- Posted January 10, 2014 by
Camp Samoud, Kuwait
8 teams, 2 countries, 1 course
Soldiers from both nationalities donned helmets and slung M4 carbines around their backs. The war fighting equipment added an extra layer of complexity as the men navigated through the quarter-mile path lined with logs, walls, ropes, ladders, monkey bars and a shallow pool.
“The obstacles weren’t challenging as individual events, but when you put them all together they took a lot more out of you,” said Capt. Thomas Feiter, a 143d ESC Soldier serving as a special victim counsel and legal assistance attorney for Area Support Group-Kuwait.
The 143d ESC led the way when one of its teams volunteered to attack the course first. The half-dozen Soldiers set the pace for their Kuwaiti counterparts with a time of 3 minutes, 16 seconds. The second team brought the inaugural event to a close when its fifth man crossed the finish line at 4 minutes, 20 seconds.
The lead the 143d ESC established at the competition’s outset was short lived when a team of the Kuwait National Guard’s elite antiterrorism unit took first place with a record setting 2 minutes, 17 seconds.
“Our teams did a walk through [of the course] about a week ago, but we didn’t run it until race day,” said Feiter. “It was a mistake we won’t make again.”
Regardless how quickly he completed the course, every American Soldier received a gift bag courtesy of the Kuwait National Guard.
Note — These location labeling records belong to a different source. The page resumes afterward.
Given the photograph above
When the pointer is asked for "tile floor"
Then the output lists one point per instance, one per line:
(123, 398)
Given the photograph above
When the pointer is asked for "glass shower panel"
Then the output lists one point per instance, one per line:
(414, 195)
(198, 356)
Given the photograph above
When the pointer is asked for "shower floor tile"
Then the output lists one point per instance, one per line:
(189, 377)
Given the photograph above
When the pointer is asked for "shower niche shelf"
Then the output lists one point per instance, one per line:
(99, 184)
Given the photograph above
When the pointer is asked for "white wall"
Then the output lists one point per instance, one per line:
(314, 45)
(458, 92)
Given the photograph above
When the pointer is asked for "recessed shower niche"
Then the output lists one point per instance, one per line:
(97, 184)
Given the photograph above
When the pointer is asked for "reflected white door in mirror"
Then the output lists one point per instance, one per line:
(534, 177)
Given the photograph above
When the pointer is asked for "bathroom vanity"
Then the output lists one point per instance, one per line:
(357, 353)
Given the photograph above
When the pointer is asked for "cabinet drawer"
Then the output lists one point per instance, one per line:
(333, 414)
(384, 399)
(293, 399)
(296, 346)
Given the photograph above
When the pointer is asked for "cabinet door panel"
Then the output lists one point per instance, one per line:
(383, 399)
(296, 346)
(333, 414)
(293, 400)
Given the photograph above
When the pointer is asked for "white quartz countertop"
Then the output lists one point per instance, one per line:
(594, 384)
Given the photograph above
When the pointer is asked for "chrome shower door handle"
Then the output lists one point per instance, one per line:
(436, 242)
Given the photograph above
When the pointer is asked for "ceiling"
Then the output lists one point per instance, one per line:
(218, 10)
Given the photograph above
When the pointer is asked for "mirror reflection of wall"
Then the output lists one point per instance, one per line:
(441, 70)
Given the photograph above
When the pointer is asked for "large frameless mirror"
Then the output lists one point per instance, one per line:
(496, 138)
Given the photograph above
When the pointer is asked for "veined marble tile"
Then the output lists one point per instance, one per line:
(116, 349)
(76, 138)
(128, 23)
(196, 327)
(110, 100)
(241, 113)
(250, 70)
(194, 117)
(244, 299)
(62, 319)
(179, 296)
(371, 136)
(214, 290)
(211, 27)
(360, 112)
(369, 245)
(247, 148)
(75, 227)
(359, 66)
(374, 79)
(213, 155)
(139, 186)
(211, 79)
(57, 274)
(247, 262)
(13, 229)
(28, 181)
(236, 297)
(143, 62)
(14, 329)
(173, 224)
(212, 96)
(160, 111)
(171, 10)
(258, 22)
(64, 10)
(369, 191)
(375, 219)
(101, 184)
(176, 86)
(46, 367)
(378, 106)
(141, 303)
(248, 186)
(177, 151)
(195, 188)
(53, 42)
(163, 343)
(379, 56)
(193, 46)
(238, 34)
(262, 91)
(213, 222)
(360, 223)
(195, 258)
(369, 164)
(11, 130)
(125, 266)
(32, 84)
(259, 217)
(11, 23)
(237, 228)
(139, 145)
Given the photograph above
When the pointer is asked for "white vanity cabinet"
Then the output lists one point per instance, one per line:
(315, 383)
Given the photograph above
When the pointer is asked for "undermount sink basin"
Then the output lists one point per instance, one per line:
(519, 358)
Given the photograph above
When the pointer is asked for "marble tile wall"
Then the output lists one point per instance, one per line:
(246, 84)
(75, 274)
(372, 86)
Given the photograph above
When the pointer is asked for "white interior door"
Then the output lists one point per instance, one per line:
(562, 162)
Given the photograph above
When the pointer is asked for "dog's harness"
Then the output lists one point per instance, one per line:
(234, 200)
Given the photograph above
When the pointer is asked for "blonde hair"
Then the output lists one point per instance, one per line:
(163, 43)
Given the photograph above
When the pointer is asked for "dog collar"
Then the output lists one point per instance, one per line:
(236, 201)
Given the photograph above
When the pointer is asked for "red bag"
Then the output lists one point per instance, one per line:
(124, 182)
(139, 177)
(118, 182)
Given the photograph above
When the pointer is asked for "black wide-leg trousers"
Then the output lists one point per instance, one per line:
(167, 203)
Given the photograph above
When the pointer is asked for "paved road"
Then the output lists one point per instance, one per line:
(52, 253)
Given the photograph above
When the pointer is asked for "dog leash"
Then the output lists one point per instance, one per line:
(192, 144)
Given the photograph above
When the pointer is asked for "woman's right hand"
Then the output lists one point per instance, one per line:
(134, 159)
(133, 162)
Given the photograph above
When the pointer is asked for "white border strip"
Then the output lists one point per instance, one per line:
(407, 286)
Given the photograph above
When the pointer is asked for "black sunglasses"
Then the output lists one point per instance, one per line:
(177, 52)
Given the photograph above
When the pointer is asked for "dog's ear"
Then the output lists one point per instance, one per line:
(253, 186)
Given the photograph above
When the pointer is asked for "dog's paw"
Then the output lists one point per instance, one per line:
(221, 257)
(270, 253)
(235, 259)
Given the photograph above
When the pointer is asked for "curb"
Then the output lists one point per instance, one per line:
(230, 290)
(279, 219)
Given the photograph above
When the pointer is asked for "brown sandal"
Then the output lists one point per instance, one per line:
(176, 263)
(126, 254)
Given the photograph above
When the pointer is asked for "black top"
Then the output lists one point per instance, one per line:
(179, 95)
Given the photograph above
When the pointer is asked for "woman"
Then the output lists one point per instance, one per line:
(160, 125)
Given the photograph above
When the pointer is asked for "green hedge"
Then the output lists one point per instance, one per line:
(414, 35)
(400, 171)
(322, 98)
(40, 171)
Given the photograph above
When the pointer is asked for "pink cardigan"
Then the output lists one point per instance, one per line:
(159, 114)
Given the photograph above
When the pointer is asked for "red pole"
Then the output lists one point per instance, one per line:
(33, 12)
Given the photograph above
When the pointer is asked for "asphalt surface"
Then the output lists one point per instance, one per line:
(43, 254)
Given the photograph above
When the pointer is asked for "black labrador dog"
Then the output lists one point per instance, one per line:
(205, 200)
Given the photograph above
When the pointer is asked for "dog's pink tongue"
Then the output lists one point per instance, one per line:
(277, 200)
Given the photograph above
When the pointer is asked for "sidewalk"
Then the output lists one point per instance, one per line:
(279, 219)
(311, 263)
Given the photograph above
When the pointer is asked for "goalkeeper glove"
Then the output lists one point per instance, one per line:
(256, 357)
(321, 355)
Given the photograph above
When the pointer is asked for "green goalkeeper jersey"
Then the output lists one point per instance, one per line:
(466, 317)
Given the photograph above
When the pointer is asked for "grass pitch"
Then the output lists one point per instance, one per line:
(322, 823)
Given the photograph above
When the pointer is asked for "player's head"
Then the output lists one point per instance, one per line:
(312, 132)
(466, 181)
The keychains, magnets, notepads and scarves included in each bag all sported the Kuwait National Guard’s insignia.
The race sprouted from the collaborative partnership between the 143d ESC’s civil affairs section and the Kuwait National Guard’s special event coordinators.
“My Kuwaiti partners and I always think outside the box when finding ways for our forces to interact with each other,” said Sgt. 1st Class Cesar A. Rivera, the 143d ESC’s G-9 noncommissioned officer-in-charge. “Pitting American and Kuwaiti troops against one another in a sports arena is not a new idea, but the obstacle course offered a new way to do it.”
“This was the first time we hosted a competition like this between American and Kuwait National Guard soldiers,” said Warrant Officer Khalad Hamad Alhajris through his translator. “This is another great step in strengthening our partnership in a joint training environment.”
As chief of military training and sporting events for the Kuwait National Guard, Alhajris saw first hand on what transpired to turn this novel idea into a successful mission.
“A lot of planning and organizational went into this event,” said Alhajris. “We inspected the course and equipment to ensure the safety of the participants . . . even the referees went through an intense training course to keep the competition fair and safe.”
Both parties plan to host a variety of contests between the Kuwaitis and the U.S. military to include team sports, physical fitness challenges and shooting competitions.
“This obstacle course opened more opportunities for 143d Soldiers to meet with our allies outside of an embassy or conference room,” said Rivera. “The Kuwait National Guard already invited us to return to Camp Samoud and compete in a two-day physical fitness test.